The second sitting-room contained a settee and two easy-chairs, all of a period sufficiently far back in history for its furniture to be obsolete, but not sufficiently removed from the present day for it to be respectable from a collector’s point of view. There was also a book-case crammed with commentaries on the New Testament, the Victorian poets in faded bindings, some light reading, but of an improving character (Sunday School prizes won by Miss Ferris between the ages of seven and thirteen, said Mrs. Bradley to herself); and the Lives of several obscure divines. In addition there were a large deal sideboard stained mahogany-colour and bearing a large, ornate, empty épergne, two pictures of rough seas at Hastings, and a depressing oleograph of a whiskered gentleman grasping the back of a chair (“Miss Ferris’s father,” thought Mrs. Bradley). A large writing-desk, a small piano, three small chairs with knobby backs and shiny leather seats, an enormous dining-table and a footstool, completed the furnishing, and made a curiously depressing ensemble.
Mrs. Bradley selected the smaller easy-chair and seated herself. Miss Sooley occupied a small chair, folded her hands in her lap, and prepared to unfold the tale.
“I didn’t have half the job persuading her I thought I should,” she began. “She said, as soon as I showed her the letter, how much she’d like to go and how Calma was coming out since she’d met Mr. Helm in the summer here. Then I said why should we not go? But she said it was too far, and too many changes on the train; and then I had a real brain-wave. I said why should we not, just for once, hire Mr. Willis’s car? He would oblige us cheaply, I said, owing to our getting him a lot of custom with the visitors in the summer, what with private hire to the station and trips round and about for those visitors that are afraid to go in motor-coaches and too proud to take the bus to places of interest in the neighbourhood—and, of course, Mrs. Bradley, Bognor is very well situated for places of interest—so that if he could not oblige us, who can?”

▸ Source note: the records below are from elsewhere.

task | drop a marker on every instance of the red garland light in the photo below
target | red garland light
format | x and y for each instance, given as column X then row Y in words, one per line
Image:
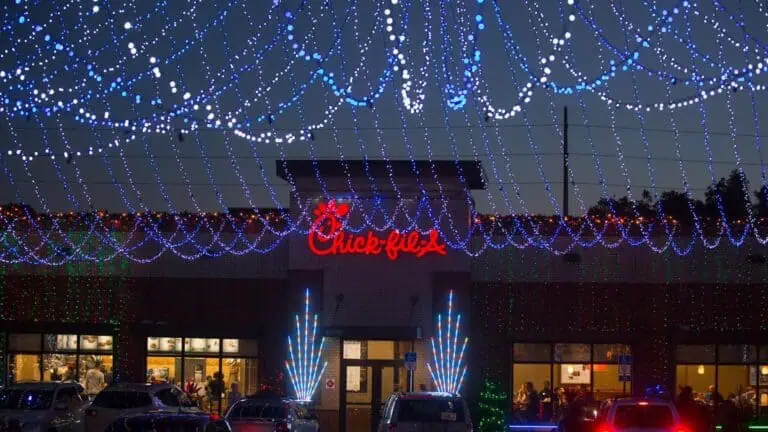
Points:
column 327, row 237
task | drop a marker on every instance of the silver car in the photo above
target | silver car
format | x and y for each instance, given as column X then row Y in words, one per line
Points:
column 425, row 412
column 646, row 414
column 271, row 414
column 32, row 407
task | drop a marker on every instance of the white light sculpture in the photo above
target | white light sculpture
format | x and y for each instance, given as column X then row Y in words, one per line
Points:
column 305, row 366
column 448, row 357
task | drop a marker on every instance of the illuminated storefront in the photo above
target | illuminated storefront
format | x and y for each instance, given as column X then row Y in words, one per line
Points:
column 737, row 372
column 205, row 368
column 87, row 359
column 573, row 367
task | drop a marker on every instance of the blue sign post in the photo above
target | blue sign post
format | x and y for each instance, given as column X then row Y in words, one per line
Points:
column 410, row 366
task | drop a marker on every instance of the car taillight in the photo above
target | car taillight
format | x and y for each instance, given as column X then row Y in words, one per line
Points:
column 604, row 428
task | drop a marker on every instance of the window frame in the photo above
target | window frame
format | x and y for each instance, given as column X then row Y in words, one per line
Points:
column 184, row 354
column 44, row 349
column 552, row 362
column 756, row 363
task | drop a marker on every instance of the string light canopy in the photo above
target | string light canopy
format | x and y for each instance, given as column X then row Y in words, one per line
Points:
column 170, row 115
column 448, row 366
column 305, row 362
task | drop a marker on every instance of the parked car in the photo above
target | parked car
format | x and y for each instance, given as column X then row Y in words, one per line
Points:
column 169, row 422
column 425, row 411
column 581, row 415
column 39, row 406
column 271, row 414
column 125, row 399
column 646, row 414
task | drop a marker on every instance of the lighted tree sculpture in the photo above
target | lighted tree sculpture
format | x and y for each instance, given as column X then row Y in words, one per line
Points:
column 448, row 368
column 305, row 365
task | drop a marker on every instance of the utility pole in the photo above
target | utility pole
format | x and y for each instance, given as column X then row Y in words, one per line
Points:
column 565, row 161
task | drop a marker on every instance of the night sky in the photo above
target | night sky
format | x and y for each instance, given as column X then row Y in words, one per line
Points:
column 519, row 154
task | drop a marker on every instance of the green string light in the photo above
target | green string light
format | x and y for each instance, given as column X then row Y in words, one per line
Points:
column 491, row 408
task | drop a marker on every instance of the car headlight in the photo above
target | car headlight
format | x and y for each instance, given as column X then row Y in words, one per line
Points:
column 30, row 427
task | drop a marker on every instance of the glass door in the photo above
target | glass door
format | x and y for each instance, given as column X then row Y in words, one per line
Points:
column 391, row 379
column 359, row 394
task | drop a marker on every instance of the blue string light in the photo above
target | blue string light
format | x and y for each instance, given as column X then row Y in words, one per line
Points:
column 305, row 362
column 448, row 366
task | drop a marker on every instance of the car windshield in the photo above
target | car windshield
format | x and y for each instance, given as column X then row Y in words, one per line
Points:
column 160, row 423
column 258, row 410
column 430, row 410
column 16, row 398
column 643, row 416
column 122, row 399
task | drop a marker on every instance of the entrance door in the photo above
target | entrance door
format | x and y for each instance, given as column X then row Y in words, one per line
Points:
column 366, row 396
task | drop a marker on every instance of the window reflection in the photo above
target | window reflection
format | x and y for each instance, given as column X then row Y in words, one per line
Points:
column 240, row 379
column 59, row 367
column 165, row 370
column 701, row 378
column 95, row 373
column 24, row 367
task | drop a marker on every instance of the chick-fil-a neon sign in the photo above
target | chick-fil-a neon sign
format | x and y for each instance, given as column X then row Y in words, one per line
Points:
column 327, row 237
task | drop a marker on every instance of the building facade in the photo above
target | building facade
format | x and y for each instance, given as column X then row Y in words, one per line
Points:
column 531, row 316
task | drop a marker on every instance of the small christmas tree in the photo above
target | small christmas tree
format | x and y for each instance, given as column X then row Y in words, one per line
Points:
column 491, row 408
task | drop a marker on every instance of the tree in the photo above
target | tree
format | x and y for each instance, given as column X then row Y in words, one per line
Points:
column 728, row 193
column 491, row 408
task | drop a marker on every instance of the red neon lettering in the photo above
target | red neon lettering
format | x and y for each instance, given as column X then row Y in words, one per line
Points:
column 327, row 237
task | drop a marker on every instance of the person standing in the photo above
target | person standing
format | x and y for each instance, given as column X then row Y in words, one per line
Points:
column 546, row 402
column 234, row 395
column 531, row 410
column 94, row 382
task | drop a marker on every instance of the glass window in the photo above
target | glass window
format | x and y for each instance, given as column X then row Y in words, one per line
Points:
column 95, row 372
column 743, row 354
column 24, row 342
column 701, row 378
column 381, row 350
column 606, row 382
column 573, row 376
column 164, row 370
column 168, row 398
column 576, row 353
column 59, row 367
column 202, row 345
column 55, row 342
column 696, row 354
column 163, row 344
column 353, row 350
column 643, row 417
column 357, row 379
column 240, row 378
column 610, row 353
column 532, row 352
column 733, row 381
column 204, row 373
column 24, row 367
column 95, row 343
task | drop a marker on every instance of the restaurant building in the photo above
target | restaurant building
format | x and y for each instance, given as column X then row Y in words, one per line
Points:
column 607, row 321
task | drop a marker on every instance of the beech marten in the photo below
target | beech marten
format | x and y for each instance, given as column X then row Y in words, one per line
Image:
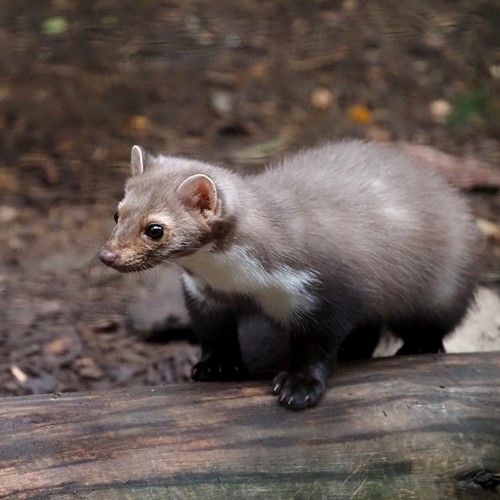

As the question appeared to be directed at her, Mrs. Bradley said: “Quite, quite,” in conciliatory tones, and the narrative proceeded.
“Well, we knocked him down to two pounds seventeen and sixpence, no tips, and the driver to be responsible for garaging the car at Mr. Willis’s expense, and really, you could hardly grumble at that, especially as we understood from the letter that poor Calma quite expected to pay for our lodgings herself. So at half-past ten that Friday morning we set off.”
She paused.
“Very pleased at the idea of your outing?” Mrs. Bradley suggested. The question had the desired effect. Miss Sooley’s round red face clouded and her eyes looked troubled. She shook her head.
“We weren’t on speaking terms. Very unfortunate it was. Miss Lincallow thought it would be nice to send Miss Ferris a telegram to say we were coming, and, as luck would have it, that made me say, just careless-like:
“ ‘Then she’ll have all sorts of surprises.’ Well, though perhaps it isn’t for me to say so, Miss Lincallow is a little bit nosey and suspicious. Well, you have to be if you take in visitors at a seaside resort, even a high-class one, you know, Mrs. Bradley. So she pounced on me directly for saying that, and asked me what I meant.